Les employés du phare s'expliquaient d'autant moins leur découverte que, si certaines tribus ont la déplorable habitude de manger leurs ennemis, les habitants de la petite île des Etats sont trop isolés pour être en guerre avec des peuplades antropophages qui leur aurait innoculé le cannibalisme.
Les débris de corps humains enfermés dans les barils appartenaient, d'ailleurs, à des Européens, et la façon dont ils avaient été dépecés et préparés révélait une main civilisée. On sait que les sauvages ne conservent que les têtes de leurs ennemis comme trophées de victoire, et il y avait là, sept cadavres entiers. C'était l'épilogue d'un drame horrible, unique dans les annales des naufrages célèbres, et qui vient d'être révélé par des marins anglais du Glenmore.
Ce navire était parti de Maryport en décembre 1887, faisant voile vers Buenos-Ayres avec un chargement de fer; surpris par une tempête, il fit naufrage, au mois d'avril dernier, dans le détroit compris entre l'île des Etats, Staten-Island, et la Terre-de-Feu.

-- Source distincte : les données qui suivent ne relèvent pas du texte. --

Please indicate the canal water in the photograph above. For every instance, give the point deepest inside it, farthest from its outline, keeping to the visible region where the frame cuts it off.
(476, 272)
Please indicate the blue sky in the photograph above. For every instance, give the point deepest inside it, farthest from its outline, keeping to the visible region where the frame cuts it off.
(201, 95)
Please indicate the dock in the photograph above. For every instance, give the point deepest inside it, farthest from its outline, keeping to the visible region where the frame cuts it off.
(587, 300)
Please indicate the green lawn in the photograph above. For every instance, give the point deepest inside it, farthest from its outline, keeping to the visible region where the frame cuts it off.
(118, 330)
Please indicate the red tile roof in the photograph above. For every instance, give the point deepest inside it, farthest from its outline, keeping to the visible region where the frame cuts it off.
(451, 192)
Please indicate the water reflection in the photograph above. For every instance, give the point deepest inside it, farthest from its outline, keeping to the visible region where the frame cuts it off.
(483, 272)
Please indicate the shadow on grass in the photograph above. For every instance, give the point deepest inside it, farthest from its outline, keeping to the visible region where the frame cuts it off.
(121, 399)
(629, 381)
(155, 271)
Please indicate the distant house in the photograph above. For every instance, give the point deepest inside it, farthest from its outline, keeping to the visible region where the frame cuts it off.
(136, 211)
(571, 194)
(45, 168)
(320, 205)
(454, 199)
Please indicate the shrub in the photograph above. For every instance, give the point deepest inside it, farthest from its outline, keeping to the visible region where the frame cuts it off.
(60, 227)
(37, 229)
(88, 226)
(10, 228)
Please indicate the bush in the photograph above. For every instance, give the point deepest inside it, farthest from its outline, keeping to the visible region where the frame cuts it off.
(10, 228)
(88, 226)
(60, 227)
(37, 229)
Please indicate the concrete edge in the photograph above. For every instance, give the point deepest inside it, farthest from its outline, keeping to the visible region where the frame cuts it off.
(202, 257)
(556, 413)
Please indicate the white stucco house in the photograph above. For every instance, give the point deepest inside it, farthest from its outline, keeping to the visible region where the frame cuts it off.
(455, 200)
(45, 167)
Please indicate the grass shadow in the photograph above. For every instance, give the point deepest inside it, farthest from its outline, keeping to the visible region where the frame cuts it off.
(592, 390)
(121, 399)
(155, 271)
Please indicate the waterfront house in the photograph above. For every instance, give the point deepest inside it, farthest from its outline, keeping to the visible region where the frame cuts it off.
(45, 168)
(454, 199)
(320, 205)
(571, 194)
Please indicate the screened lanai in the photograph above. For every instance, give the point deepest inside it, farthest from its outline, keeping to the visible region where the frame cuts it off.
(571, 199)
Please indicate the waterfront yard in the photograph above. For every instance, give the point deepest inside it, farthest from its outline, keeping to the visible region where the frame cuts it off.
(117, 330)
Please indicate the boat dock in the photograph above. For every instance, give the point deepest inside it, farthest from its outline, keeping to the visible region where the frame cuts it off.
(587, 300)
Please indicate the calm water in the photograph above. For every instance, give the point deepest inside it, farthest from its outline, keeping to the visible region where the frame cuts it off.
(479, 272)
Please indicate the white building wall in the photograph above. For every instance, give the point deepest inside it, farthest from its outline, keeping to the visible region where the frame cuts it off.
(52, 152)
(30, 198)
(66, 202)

L'équipage pu se sauver dans cette île, et, pendant de longs mois, ne vécut que de racines arrachées dans les crevasses remplies de neige, exténués de fatigue et de faim, jusqu'à ce qu'un vapeur allemand, passant dans ces parages, vint les rapatrier.
A leur retour à Liverpool, ces marins racontèrent l'épouvantable histoire que voici:
Dix-huits mois avant leur arrivée dans l'île des Etats, les équipages de deux navires naufragès étaient parvenus à y aborder, après mille dangers.
Après quelques semaines de séjour à travers ce territoire montagneux, aride, sans arbres et presque sans herbe, seize d'entre eux parvinrent jusqu'au phare, distant de 25 milles de l'endroit où ils s'étaient réfugiés tout d'abord. Interrogé par le gardien de phare, ils racontèrent que leurs compagnons étaient morts d'épuisement.
Le vapeur qui approvisionne le phare bimensuellement les amena ensuite à Buenos-Ayres.
Ce n'est que beaucoup plus tard, dans une exploration de l'endroit où avaient séjournés les naufragés, que les employés du phare rencontrèrent les barils, et que se rappelant certains détails du récit des marins, ils se convainquirent, après un examen approfondi des cadavres, que les seize survivants avaient tués leurs compagnons trop faibles pour se défendre, et s'étaient nourri de leurs restes, après les avoir préalablement salés et mis en reserve.
" J'excuse tous les coupables qui ont faim, disait Toussenel, parce que la première loi de tous les êtres est de vivre !" Des actes de sauvagerie aussi odieux n'en inspirent pas moins une horreur invincible, et c'est avec d'affreuses angoisses que nous lisons l'histoire d'Ugolin et celle des malheureux naufragés de la Méduse.
Unissons-nous donc aux journaux anglais pour réclamer l'intervention des gouvernements Européens pour qu'un dépot de provisions soit établi à Staten-Island; le plus proche est à l'île de Falk, à plus de 300 milles et le nombre de naufrage est considérable sur ce poinrt. En assurant le ravitaillement des malheureux équipages, on conjurera de pareils actes de barbarie et l'on aura bien mérié de l'humanité.
F. de Cazane.
Journal des Voyages,dimanche 17 février 1889.